Over the summer I want to try creating a custom dashboard in Flutter. I would want it to be similar to Shuffleboard, where you can drag and rearrange tiles with different widgets to display information. I’m not entirely sure the best way to do this as Flutter and the Dart programming language is still somewhat new to me.
The few questions I have about this is:
How do you connect to Network Tables in Dart?
What would be the best place to start this project? I have a small amount of experience in Flutter but I haven’t done a project of this size.
Alternatively, if there is another team that has made this type of dashboard, I would love to take a look at it and see if I can either use it as inspiration or adapt it to our team’s needs.
Ranger robotics has a good setup for flutter inside their team code and theirs a fork to work on just a dashboard from it kicking around, there are also a few electron dashboards and a single tauri dashboard under development if you’d rather use web based front ends.
I’m working on the above-mentioned web-based successor to Shuffleboard that uses Tauri and Svelte. I haven’t announced it on CD quite yet but expect that within a week. If you’re looking for the experience of making a dashboard in Flutter specifically have fun, but if you just want a more performant alternative, mine should hopefully be ready by off-season.
Edit: beyond Shuffleboard feature parity, what are your requirements for a dashboard replacement?

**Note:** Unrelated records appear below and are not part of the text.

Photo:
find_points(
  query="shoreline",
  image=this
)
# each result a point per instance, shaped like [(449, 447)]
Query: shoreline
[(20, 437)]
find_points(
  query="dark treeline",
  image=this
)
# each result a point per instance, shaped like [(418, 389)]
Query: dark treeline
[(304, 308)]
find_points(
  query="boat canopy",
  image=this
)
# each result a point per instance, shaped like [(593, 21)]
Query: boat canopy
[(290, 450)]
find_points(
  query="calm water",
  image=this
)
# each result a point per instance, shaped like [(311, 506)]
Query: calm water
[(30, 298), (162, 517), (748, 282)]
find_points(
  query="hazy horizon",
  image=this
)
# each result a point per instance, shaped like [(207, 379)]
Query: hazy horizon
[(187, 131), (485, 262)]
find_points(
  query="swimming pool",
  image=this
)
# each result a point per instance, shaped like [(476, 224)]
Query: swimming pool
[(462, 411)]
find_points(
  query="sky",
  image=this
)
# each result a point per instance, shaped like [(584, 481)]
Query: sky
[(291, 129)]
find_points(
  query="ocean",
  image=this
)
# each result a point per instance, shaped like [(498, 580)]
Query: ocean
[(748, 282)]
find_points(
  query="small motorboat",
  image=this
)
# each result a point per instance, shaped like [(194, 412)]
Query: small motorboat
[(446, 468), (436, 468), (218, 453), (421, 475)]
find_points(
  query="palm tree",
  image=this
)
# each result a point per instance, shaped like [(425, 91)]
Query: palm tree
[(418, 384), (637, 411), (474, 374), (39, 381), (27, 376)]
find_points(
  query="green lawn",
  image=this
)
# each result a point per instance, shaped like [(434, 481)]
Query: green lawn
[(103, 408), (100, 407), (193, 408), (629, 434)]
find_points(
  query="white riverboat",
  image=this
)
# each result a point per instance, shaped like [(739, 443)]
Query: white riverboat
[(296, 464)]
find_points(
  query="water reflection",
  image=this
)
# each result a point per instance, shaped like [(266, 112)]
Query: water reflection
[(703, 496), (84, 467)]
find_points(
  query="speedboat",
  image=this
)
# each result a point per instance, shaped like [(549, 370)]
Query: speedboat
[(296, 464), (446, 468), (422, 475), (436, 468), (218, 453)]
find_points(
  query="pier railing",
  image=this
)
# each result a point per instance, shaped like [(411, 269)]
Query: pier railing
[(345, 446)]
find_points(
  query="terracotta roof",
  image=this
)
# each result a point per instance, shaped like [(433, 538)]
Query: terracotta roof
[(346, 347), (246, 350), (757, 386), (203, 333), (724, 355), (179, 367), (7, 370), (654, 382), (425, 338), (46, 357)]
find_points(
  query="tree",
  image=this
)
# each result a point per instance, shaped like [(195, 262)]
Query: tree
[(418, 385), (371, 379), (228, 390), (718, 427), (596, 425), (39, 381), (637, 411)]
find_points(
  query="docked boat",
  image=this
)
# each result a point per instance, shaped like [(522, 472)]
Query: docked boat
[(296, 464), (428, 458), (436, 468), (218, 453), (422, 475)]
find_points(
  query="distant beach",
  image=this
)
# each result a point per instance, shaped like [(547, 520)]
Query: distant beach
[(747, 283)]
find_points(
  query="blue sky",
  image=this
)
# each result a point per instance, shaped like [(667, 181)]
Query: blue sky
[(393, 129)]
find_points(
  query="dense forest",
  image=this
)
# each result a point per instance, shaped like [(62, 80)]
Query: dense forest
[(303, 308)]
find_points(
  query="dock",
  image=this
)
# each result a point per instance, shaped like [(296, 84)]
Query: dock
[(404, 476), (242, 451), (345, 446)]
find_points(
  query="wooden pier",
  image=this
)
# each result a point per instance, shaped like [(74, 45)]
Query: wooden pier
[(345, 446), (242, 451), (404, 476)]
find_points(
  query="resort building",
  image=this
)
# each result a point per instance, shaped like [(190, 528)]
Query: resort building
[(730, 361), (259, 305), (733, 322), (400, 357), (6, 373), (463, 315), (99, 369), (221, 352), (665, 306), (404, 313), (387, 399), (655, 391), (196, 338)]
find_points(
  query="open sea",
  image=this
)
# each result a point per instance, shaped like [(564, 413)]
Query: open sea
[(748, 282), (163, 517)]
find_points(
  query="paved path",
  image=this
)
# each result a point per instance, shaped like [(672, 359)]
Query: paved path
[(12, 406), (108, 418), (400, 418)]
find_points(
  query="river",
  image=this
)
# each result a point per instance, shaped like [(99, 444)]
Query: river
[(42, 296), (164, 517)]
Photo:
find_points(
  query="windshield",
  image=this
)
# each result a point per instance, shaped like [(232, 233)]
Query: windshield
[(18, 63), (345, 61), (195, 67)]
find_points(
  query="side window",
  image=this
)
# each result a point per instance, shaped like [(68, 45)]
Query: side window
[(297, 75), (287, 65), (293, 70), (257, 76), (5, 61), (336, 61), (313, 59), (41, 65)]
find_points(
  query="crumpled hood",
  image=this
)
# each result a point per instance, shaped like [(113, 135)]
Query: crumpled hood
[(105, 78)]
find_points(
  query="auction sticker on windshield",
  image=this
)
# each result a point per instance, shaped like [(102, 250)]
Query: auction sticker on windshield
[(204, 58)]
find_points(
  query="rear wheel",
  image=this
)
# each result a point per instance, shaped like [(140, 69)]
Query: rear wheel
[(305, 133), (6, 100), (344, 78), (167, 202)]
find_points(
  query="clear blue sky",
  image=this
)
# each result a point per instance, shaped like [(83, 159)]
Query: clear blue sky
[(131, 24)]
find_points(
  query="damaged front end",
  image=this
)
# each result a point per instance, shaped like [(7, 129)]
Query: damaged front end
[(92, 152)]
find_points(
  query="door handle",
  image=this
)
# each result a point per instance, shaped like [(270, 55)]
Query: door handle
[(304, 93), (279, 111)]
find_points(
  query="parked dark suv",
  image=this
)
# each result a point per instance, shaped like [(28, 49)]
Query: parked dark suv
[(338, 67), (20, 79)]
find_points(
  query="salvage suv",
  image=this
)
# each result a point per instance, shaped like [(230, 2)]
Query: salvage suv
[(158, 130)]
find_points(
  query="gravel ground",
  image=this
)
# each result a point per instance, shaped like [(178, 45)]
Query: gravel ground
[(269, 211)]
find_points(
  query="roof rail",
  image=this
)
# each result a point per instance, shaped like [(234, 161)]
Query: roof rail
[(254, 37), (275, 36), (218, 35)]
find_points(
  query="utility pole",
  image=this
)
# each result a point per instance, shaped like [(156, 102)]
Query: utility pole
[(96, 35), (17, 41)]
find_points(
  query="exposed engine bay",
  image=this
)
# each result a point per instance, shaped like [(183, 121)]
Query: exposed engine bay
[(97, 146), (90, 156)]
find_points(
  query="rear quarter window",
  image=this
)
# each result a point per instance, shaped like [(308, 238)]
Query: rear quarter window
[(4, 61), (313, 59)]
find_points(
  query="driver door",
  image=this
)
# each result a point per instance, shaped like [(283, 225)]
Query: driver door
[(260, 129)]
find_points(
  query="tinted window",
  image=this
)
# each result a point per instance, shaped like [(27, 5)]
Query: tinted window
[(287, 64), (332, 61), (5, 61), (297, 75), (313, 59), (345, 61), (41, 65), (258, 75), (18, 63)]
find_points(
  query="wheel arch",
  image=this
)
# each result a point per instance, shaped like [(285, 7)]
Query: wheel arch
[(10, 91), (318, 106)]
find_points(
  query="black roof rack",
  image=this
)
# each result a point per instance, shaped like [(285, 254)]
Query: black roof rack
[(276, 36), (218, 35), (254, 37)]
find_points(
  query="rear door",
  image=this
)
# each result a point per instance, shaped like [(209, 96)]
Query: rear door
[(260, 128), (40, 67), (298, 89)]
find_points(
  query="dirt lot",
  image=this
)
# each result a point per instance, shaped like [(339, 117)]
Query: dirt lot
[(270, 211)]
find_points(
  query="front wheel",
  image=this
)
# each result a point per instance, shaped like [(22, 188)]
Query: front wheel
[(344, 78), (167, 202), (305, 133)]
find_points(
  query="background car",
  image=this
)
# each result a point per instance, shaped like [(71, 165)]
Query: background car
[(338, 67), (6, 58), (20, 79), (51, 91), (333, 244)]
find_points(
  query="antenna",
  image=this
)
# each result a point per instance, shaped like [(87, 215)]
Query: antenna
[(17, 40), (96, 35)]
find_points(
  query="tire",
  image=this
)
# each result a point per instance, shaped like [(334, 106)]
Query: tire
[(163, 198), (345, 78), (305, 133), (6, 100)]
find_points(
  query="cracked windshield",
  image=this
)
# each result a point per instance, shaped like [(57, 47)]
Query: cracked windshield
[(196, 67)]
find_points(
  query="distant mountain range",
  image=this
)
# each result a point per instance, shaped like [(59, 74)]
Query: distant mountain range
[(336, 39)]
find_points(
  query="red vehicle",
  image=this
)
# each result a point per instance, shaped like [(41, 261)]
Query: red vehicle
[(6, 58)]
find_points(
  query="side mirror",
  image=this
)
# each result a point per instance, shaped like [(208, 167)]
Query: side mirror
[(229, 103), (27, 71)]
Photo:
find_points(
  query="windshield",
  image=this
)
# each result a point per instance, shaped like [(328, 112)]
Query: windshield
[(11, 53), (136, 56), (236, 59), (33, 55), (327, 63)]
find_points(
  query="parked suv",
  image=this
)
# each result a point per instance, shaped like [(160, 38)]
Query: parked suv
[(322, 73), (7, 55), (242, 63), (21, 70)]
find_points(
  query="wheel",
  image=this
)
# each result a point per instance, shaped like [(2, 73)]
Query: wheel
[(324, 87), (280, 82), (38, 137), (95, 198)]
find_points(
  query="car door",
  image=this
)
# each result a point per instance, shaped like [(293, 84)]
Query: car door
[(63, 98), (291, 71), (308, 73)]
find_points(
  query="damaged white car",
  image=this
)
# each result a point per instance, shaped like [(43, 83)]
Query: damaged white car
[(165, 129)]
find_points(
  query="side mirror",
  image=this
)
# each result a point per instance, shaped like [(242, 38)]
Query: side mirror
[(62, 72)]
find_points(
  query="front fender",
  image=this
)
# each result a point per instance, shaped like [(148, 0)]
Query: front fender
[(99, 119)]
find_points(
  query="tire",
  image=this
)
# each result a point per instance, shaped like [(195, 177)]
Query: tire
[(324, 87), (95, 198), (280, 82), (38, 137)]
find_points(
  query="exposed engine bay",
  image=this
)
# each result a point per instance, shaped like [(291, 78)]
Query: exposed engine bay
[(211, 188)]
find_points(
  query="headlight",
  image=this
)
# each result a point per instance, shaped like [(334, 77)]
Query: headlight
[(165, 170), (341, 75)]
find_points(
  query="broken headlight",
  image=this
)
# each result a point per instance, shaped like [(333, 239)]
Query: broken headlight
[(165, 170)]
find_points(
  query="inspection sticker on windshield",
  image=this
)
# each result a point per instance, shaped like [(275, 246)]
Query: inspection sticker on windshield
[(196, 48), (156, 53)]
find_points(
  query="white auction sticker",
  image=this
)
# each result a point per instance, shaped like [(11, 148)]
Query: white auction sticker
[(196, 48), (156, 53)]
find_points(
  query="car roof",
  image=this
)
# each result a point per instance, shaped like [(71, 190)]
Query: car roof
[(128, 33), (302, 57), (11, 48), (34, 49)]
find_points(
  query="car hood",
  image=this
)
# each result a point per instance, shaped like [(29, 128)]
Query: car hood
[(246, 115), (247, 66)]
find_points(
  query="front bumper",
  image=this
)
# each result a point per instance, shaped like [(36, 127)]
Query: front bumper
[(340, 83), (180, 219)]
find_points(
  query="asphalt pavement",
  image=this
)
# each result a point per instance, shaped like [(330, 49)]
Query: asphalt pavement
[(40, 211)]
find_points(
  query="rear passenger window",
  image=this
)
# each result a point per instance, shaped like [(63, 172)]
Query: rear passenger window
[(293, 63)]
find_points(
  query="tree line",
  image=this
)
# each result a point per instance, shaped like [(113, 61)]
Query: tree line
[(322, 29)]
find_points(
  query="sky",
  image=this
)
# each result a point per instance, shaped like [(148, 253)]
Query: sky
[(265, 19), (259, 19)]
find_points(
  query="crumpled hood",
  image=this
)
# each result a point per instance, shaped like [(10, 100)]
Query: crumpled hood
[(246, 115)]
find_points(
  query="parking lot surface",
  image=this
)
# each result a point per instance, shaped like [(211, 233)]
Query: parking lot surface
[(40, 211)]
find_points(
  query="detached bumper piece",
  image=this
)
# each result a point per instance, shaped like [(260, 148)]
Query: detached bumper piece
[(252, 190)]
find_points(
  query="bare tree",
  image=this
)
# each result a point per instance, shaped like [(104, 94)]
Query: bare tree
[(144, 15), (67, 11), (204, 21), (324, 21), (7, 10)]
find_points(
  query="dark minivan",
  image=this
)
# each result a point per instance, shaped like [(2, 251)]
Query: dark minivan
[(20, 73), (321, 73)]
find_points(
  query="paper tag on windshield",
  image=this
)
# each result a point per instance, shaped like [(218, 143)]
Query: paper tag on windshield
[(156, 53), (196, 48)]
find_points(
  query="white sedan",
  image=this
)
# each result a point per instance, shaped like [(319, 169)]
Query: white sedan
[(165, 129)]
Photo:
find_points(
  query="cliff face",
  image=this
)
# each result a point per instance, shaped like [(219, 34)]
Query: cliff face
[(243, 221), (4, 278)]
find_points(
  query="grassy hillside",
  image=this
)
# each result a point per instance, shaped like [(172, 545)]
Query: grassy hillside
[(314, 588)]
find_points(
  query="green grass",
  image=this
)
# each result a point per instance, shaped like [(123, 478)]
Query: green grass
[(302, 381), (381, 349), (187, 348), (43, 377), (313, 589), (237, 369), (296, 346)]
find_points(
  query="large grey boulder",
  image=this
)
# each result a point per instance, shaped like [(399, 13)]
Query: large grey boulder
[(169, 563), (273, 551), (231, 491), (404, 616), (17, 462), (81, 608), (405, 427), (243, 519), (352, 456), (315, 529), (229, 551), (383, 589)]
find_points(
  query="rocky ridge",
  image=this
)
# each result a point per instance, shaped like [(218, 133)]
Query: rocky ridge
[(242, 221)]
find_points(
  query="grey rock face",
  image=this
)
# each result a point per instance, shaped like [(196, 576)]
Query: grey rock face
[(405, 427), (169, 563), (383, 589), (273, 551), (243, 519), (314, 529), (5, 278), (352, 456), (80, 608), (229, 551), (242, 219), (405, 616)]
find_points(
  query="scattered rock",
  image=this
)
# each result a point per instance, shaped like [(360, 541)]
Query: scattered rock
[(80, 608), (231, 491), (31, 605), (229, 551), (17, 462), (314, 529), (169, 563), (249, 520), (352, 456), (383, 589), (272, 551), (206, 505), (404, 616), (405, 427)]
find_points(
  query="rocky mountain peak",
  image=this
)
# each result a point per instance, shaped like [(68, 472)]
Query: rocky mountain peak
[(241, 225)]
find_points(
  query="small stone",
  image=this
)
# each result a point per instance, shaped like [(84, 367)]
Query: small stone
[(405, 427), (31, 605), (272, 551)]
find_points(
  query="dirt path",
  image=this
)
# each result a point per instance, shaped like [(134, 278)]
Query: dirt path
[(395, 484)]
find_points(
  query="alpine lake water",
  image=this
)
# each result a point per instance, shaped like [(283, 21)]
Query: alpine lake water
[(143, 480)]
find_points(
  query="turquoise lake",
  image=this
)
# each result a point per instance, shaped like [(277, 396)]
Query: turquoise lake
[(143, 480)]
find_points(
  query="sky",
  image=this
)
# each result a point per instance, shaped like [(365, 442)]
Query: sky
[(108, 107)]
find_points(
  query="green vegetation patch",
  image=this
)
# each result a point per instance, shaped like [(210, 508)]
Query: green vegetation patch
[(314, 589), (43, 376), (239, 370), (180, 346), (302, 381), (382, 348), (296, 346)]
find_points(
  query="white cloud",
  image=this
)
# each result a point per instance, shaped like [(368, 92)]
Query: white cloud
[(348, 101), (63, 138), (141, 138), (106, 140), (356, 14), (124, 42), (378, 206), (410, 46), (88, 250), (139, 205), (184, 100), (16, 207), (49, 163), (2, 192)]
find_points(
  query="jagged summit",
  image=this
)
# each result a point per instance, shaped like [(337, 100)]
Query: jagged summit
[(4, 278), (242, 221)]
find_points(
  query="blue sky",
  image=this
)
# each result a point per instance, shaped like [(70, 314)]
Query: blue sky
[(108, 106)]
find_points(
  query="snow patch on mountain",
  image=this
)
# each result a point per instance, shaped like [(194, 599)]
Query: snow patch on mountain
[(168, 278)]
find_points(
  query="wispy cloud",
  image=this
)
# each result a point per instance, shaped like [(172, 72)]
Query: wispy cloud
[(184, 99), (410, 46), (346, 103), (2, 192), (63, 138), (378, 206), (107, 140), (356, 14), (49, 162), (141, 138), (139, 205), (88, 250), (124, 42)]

How are you handling network tables I need to know
I’m currently trying to keep multi-connection support for linking to multiple servers at the same time with a separate thread per connection and I want to see how others have handled it unless you did network tables in Typescript in which case, probably way easier.
This, with wrappers for subscribers and publishers that leverage Svelte’s reactivity syntax sugar. It should handle multiple clients on different servers as easily as you would expect (two NT instances constructed). Any part that is a particular pain point? I just use one client. You’re the first person I’ve ever heard doing a multi-server configuration but knowing it’s you, I’m not surprised.